General information
- Type: Dive bomber
- National origin: Japan
- Manufacturer: Nakajima Aircraft Company
- Number built: 3

History
- First flight: 1937

= Nakajima D3N =

Japanese dive bomber prototype

The Nakajima D3N (also designated Experimental 11-Shi Carrier Bomber and Nakajima DB) was a Japanese carrier-based dive bomber of the 1930s. Three prototypes were built for the Imperial Japanese Navy, but no production followed, with the Aichi D3A being selected instead.

==Design and development==
In 1936, the Imperial Japanese Navy Air Service issued a specification for a carrier based dive bomber to replace the Aichi D1A, a two-seat biplane developed from the German Heinkel He 66. The new dive bomber was to be a low-wing monoplane, with proposals submitted by Aichi, Mitsubishi and Nakajima. Orders were placed with Aichi and Nakajima for prototypes in 1934. Nakajima's design was based on its C3N and B5N that had been designed to meet 1935 requirements for a reconnaissance aircraft and torpedo bomber respectively, and like these aircraft, was a single-engined monoplane of all-metal construction with folding wings for storage aboard ship. It was powered by a single Nakajima Hikari nine-cylinder radial engine, rated at 660–820 hp, and driving a two-bladed variable-pitch propeller. It had a retractable tailwheel undercarriage, in which the mainwheels were designed to be lowered for use as dive brakes, although more conventional dive brakes were added as a result of a change in the specification.

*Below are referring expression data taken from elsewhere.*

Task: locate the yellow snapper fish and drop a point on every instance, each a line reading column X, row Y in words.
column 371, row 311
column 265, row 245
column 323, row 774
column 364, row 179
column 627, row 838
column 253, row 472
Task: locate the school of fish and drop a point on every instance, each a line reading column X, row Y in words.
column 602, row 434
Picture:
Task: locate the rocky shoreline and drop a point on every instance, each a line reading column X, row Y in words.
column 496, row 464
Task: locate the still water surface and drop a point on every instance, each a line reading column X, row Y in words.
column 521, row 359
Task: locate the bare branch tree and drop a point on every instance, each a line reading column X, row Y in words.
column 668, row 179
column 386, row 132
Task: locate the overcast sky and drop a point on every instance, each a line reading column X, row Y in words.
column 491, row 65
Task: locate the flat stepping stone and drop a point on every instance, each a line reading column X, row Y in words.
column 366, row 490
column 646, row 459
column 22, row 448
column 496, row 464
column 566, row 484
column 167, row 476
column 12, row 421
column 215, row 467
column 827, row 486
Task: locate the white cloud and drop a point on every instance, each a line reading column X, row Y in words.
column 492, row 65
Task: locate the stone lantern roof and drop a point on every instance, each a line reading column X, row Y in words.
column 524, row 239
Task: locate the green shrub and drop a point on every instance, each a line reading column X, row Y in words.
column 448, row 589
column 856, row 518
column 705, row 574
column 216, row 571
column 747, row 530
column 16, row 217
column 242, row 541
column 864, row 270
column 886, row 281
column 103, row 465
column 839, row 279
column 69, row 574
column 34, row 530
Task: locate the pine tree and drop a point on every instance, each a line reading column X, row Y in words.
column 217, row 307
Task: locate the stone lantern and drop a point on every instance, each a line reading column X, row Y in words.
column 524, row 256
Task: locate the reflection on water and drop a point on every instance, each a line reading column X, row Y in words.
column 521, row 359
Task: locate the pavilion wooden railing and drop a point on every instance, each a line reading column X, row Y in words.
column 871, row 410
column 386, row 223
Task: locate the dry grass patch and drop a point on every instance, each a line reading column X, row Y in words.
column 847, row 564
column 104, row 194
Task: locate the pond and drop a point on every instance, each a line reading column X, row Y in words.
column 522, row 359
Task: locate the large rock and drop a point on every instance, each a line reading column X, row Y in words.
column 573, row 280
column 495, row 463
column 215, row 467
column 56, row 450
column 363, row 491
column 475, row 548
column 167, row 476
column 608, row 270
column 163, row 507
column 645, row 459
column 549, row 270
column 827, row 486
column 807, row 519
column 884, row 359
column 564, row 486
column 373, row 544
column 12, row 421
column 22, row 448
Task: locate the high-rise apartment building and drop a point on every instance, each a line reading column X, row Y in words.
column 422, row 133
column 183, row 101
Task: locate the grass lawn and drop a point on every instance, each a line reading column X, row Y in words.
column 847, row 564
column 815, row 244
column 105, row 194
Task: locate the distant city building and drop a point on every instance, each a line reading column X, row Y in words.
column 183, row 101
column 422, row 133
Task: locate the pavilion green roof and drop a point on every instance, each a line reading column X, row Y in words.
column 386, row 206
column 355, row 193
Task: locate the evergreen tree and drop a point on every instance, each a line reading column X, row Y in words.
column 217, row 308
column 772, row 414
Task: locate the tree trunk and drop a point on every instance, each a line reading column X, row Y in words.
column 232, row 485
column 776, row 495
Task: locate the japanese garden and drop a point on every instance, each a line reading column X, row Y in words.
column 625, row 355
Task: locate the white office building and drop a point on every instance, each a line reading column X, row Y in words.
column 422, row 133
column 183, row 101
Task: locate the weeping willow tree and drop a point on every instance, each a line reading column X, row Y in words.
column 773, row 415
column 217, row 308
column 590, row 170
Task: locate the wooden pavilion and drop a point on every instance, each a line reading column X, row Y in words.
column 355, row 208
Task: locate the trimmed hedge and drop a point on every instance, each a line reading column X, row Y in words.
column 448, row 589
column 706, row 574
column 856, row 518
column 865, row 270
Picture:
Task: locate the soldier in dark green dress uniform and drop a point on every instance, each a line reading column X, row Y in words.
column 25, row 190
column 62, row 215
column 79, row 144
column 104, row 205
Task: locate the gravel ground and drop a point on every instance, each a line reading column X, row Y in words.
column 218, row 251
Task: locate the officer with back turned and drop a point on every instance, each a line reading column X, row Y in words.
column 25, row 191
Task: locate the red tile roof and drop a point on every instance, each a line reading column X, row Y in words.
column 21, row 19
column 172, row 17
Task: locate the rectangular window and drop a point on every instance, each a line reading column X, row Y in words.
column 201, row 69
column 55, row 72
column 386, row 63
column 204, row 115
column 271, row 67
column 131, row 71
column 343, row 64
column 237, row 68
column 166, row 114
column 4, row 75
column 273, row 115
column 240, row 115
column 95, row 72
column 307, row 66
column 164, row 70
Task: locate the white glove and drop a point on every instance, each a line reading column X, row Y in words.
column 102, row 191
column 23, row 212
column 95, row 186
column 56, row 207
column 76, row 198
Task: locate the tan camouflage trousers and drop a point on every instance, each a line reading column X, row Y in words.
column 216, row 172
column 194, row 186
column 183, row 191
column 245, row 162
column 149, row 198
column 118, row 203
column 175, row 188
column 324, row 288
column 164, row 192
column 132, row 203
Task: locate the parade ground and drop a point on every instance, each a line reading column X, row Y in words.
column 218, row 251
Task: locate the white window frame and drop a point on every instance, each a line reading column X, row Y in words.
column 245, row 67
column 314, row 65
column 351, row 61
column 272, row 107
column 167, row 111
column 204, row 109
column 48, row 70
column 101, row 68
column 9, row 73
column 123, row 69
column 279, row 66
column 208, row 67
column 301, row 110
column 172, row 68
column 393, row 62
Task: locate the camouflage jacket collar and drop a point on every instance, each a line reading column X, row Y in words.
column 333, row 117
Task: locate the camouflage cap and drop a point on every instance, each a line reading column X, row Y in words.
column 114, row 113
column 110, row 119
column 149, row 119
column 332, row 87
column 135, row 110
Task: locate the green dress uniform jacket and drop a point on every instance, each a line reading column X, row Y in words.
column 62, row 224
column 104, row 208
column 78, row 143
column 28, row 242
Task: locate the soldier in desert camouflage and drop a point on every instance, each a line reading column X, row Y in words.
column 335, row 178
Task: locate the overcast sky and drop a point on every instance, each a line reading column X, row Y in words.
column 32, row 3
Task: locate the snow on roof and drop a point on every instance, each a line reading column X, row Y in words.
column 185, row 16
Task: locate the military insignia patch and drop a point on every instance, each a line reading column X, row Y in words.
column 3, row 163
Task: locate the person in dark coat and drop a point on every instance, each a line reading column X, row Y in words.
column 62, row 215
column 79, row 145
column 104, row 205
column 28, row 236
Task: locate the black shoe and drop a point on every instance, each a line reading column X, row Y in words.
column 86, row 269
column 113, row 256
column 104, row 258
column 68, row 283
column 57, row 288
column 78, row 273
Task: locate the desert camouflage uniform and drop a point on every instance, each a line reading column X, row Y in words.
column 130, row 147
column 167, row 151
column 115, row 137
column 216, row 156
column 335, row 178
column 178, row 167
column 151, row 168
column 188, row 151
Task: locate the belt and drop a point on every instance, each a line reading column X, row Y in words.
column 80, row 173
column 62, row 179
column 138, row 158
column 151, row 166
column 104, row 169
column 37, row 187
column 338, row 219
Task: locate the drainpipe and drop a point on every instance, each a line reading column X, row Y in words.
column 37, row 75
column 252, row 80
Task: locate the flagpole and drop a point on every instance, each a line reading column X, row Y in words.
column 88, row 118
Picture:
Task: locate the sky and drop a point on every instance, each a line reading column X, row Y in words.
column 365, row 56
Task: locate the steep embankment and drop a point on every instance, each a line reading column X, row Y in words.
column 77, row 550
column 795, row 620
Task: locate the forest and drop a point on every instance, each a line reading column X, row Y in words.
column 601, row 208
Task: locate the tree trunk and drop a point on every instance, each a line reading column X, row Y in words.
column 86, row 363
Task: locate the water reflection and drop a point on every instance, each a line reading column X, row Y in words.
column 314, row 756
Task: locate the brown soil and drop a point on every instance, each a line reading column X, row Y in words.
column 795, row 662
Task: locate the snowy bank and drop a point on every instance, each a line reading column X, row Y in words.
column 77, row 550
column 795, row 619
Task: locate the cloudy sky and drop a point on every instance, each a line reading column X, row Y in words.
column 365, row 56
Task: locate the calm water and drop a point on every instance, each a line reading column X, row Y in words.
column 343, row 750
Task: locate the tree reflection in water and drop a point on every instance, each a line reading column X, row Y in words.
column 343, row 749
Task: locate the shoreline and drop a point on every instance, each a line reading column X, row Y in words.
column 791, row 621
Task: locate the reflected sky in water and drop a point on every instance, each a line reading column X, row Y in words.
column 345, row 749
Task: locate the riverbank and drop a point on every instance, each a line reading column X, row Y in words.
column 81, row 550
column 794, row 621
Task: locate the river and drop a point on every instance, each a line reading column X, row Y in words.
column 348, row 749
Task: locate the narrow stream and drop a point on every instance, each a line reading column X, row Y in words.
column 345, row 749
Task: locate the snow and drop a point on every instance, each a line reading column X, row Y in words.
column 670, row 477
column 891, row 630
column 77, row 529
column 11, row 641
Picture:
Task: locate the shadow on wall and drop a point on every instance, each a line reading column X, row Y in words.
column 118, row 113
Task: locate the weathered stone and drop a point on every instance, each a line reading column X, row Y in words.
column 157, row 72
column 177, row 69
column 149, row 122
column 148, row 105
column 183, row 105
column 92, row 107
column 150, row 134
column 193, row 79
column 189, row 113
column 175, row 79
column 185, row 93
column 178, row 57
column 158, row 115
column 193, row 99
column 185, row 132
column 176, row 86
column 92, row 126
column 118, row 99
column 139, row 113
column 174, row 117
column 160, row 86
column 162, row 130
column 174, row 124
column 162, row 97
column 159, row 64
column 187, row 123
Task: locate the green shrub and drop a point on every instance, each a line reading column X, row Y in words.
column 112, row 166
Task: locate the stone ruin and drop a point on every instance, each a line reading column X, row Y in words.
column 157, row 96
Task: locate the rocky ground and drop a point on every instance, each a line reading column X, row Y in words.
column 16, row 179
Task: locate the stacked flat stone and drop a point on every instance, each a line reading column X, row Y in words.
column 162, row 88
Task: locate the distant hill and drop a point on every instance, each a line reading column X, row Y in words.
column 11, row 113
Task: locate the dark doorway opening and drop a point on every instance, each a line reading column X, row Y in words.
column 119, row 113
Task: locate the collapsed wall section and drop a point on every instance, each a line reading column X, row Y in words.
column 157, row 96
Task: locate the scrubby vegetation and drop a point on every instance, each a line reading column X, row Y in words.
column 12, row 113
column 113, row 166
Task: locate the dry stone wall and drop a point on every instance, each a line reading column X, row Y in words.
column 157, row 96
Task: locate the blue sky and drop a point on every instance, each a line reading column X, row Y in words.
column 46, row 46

The first prototype made its maiden flight in 1937, with the second and third prototypes flying in 1939. Aichi's AM-17 proved superior however, and was ordered into production as the Aichi D3A in December 1939.

The second prototype was retained by Nakajima and used as a testbed, helping in the development of the Nakajima Sakae and Homare engines, and remaining in use until 1945.